The Last Full Measure (ISBN 0-345-43481-1 (10 ISBN), ISBN 978-0-345-43481-4 (13 ISBN)) is a 1998 novel by American author Jeffrey Shaara, published on May 2, 2000, by Ballantine Books. It is the sequel to The Killer Angels and Gods and Generals. Together, the three novels complete an American Civil War trilogy relating events from 1858 to 1865.

==History==
The novel, along with the second part of the trilogy, Gods and Generals (1996) were written by Shaara after the death of his father, Michael Shaara, author of the Pulitzer Prize-winning The Killer Angels. Employing the same style as the previous two books in the series, The Last Full Measure is written as a first-person narrative from various officers of the Union and Confederate Armies as they regroup after Gettysburg and move into the final two years of the war. Characters featured include General Robert E. Lee, newly promoted Brigadier General Joshua Chamberlain, and Lieutenant General Ulysses S. Grant.

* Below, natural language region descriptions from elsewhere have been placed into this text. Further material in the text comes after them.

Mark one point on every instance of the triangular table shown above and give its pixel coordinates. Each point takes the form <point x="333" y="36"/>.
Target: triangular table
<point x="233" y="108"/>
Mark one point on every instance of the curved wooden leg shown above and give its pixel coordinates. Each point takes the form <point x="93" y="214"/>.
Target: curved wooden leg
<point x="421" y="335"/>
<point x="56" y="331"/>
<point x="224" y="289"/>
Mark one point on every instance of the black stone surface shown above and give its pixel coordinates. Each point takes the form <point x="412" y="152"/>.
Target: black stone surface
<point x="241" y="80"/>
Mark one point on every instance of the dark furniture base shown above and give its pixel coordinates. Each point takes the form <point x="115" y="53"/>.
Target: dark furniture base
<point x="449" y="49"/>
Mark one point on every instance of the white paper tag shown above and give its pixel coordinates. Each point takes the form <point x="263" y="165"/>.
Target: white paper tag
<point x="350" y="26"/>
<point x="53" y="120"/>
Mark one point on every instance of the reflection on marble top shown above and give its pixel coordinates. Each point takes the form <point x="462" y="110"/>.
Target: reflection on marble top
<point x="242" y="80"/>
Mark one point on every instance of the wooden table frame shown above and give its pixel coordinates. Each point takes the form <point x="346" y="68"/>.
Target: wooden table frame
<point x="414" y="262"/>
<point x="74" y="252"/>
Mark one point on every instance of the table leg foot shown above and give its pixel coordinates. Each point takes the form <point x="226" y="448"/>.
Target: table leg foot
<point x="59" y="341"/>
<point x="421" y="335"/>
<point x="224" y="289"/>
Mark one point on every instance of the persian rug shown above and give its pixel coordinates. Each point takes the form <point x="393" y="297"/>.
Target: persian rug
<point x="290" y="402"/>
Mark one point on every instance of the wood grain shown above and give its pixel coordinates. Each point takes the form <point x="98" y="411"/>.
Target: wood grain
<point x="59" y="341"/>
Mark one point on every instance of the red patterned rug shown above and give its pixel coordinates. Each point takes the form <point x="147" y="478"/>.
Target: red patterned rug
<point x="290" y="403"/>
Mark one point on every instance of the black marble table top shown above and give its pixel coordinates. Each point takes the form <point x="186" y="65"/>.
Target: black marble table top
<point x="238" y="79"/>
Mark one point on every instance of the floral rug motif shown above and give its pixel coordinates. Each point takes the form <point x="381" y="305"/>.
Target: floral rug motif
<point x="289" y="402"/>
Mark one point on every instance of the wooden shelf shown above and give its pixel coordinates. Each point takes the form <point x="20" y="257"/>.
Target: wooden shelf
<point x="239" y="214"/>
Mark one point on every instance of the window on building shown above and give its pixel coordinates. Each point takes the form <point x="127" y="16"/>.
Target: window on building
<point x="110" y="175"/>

The novel's title comes from a line in the Gettysburg Address: "It is rather for us to be here dedicated to the great task remaining before us—that from these honored dead we take increased devotion to that cause for which they gave the last full measure of devotion."

Like the first two novels of the trilogy, The Last Full Measure was planned to be made into a feature film by Ted Turner. However, Gods and Generals performed so poorly at the box office that the project was abandoned due to lack of interest and funding.